- Former site of the St. Thomas Assembly manufacturing plant
- Built: 1967
- Location: Southwold, Ontario
- Industry: Automotive
- Products: Ford Panther platform Ford Crown Victoria; Lincoln Town Car; Mercury Grand Marquis;
- Employees: 1,590
- Area: 2,600,000 sq ft (240,000 m^{2})
- Address: 11920-11968 Sunset Drive Southwold, Ontario
- Defunct: 2011

= St. Thomas Assembly =

Automobile plant

St. Thomas Assembly was an automobile plant located in the township of Southwold, Ontario, Canada, close to the village of Talbotville and the nearby city of St. Thomas. The 2600000 sqft facility, situated on a 635 acre site, opened in 1967, building the Ford Falcon. Flexible fuel vehicles (FFV) capable of operating on ethanol fuel were manufactured there during the later years of the assembly plant. Ford's plans for sustainability and reduction of fossil fuel consumption relied on the St. Thomas Plant and its Lincoln Town Car vehicles for years. It also produced the final Mercury vehicle, a Mercury Grand Marquis, after Ford decided to discontinue the Mercury brand after the 2011 model year.

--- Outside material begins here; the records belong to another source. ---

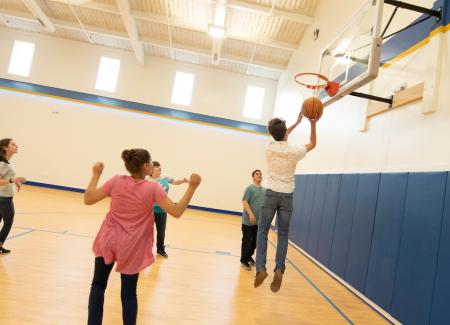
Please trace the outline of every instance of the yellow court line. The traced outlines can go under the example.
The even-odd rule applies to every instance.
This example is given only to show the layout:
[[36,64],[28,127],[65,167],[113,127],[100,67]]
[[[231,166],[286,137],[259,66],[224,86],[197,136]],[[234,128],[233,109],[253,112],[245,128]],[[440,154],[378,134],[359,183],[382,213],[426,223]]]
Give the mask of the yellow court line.
[[117,110],[131,112],[131,113],[146,114],[146,115],[157,116],[157,117],[167,118],[167,119],[176,120],[176,121],[195,123],[195,124],[201,124],[201,125],[206,125],[206,126],[213,126],[213,127],[228,129],[228,130],[233,130],[233,131],[269,136],[267,133],[258,132],[258,131],[244,130],[244,129],[239,129],[239,128],[235,128],[232,126],[189,120],[189,119],[184,119],[181,117],[167,116],[167,115],[158,114],[158,113],[144,112],[144,111],[141,111],[138,109],[126,108],[126,107],[121,107],[121,106],[113,106],[113,105],[108,105],[108,104],[103,104],[103,103],[93,103],[93,102],[89,102],[86,100],[51,95],[51,94],[41,93],[41,92],[37,92],[37,91],[33,91],[33,90],[17,89],[17,88],[11,88],[11,87],[6,87],[6,86],[0,86],[0,89],[11,90],[11,91],[16,91],[16,92],[21,92],[21,93],[26,93],[26,94],[31,94],[31,95],[43,96],[43,97],[49,97],[49,98],[54,98],[54,99],[59,99],[59,100],[65,100],[65,101],[69,101],[69,102],[88,104],[88,105],[100,106],[100,107],[105,107],[105,108],[112,108],[112,109],[117,109]]
[[404,57],[410,55],[411,53],[413,53],[414,51],[417,51],[418,49],[420,49],[421,47],[427,45],[430,42],[430,39],[437,36],[438,34],[441,33],[446,33],[450,30],[450,24],[448,24],[447,26],[439,26],[437,28],[435,28],[433,31],[431,31],[430,35],[423,39],[422,41],[420,41],[419,43],[417,43],[416,45],[410,47],[409,49],[407,49],[406,51],[398,54],[396,57],[390,59],[388,62],[384,63],[381,67],[382,68],[389,68],[391,65],[393,65],[395,62],[403,59]]

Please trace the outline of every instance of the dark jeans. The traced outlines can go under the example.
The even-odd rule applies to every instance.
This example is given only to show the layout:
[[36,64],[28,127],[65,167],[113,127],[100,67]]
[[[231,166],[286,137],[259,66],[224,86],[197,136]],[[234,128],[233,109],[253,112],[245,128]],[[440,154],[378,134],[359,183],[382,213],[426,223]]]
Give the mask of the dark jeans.
[[258,225],[242,225],[241,263],[249,262],[255,253],[257,234]]
[[267,189],[264,194],[258,221],[256,240],[256,271],[266,271],[267,235],[275,213],[277,213],[278,243],[275,256],[275,271],[286,269],[289,223],[292,215],[292,193],[280,193]]
[[0,196],[0,222],[2,220],[3,227],[0,231],[0,243],[5,242],[14,221],[14,202],[12,197]]
[[155,224],[156,224],[156,249],[164,251],[164,238],[166,237],[166,223],[167,213],[156,212]]
[[[102,324],[105,289],[113,266],[114,263],[106,265],[103,257],[95,258],[94,279],[92,280],[91,293],[89,294],[88,325]],[[138,310],[136,287],[139,273],[132,275],[121,274],[120,276],[122,280],[120,297],[122,298],[123,324],[135,325]]]

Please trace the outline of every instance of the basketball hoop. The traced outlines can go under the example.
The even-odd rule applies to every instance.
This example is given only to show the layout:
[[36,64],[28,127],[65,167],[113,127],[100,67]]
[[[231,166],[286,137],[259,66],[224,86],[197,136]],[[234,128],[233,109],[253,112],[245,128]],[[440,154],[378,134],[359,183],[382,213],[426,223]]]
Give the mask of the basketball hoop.
[[322,89],[325,89],[328,96],[333,97],[339,91],[339,83],[329,81],[327,77],[314,72],[302,72],[294,77],[299,85],[310,89],[314,96],[317,96]]

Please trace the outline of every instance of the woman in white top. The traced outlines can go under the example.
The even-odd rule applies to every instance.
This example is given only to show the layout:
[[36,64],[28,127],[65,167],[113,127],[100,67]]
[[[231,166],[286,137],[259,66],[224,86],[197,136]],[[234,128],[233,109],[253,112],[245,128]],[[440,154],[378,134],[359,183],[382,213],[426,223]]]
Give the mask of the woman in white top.
[[15,186],[20,190],[20,186],[25,182],[25,178],[16,177],[14,168],[9,160],[17,153],[18,146],[13,139],[0,140],[0,222],[3,227],[0,230],[0,254],[8,254],[11,251],[3,247],[3,243],[8,237],[14,221],[13,196]]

Following the closure of the Wixom Assembly Plant in Michigan, production of the Lincoln Town Car (which was the only Ford Panther platform vehicle to be produced at the Plant) moved to St. Thomas Assembly starting with the 2007 model year. This allowed the Ford Motor Company to consolidate production of all three Ford Panther platform vehicles (the Ford Crown Victoria, the Lincoln Town Car, and the Mercury Grand Marquis) to a single assembly plant.

The plant closed on September 15, 2011. The last Crown Victoria built by the remaining 300 employees was sent to Saudi Arabia.

Decommissioning did not start until mid-2015. The plant had been largely demolished by the end of 2016, with only the wastewater treatment facility left standing as of February 2017. An initial proposal to have the site developed as a solar farm fell through when regulatory approval was not obtained, but decommissioning was completed in 2019, with the property becoming available for sale. In 2021, Amazon purchased the site to build a fulfillment center.

==Products==
In total, over eight million vehicles were produced by St. Thomas Assembly from 1967 to 2011. Alongside the vehicles of the Ford Panther platform, St. Thomas also produced the Ford Falcon, Ford Maverick (Mercury Comet), Ford Pinto (Mercury Bobcat), Ford Fairmont (Mercury Zephyr), and Ford Escort EXP (Mercury LN7).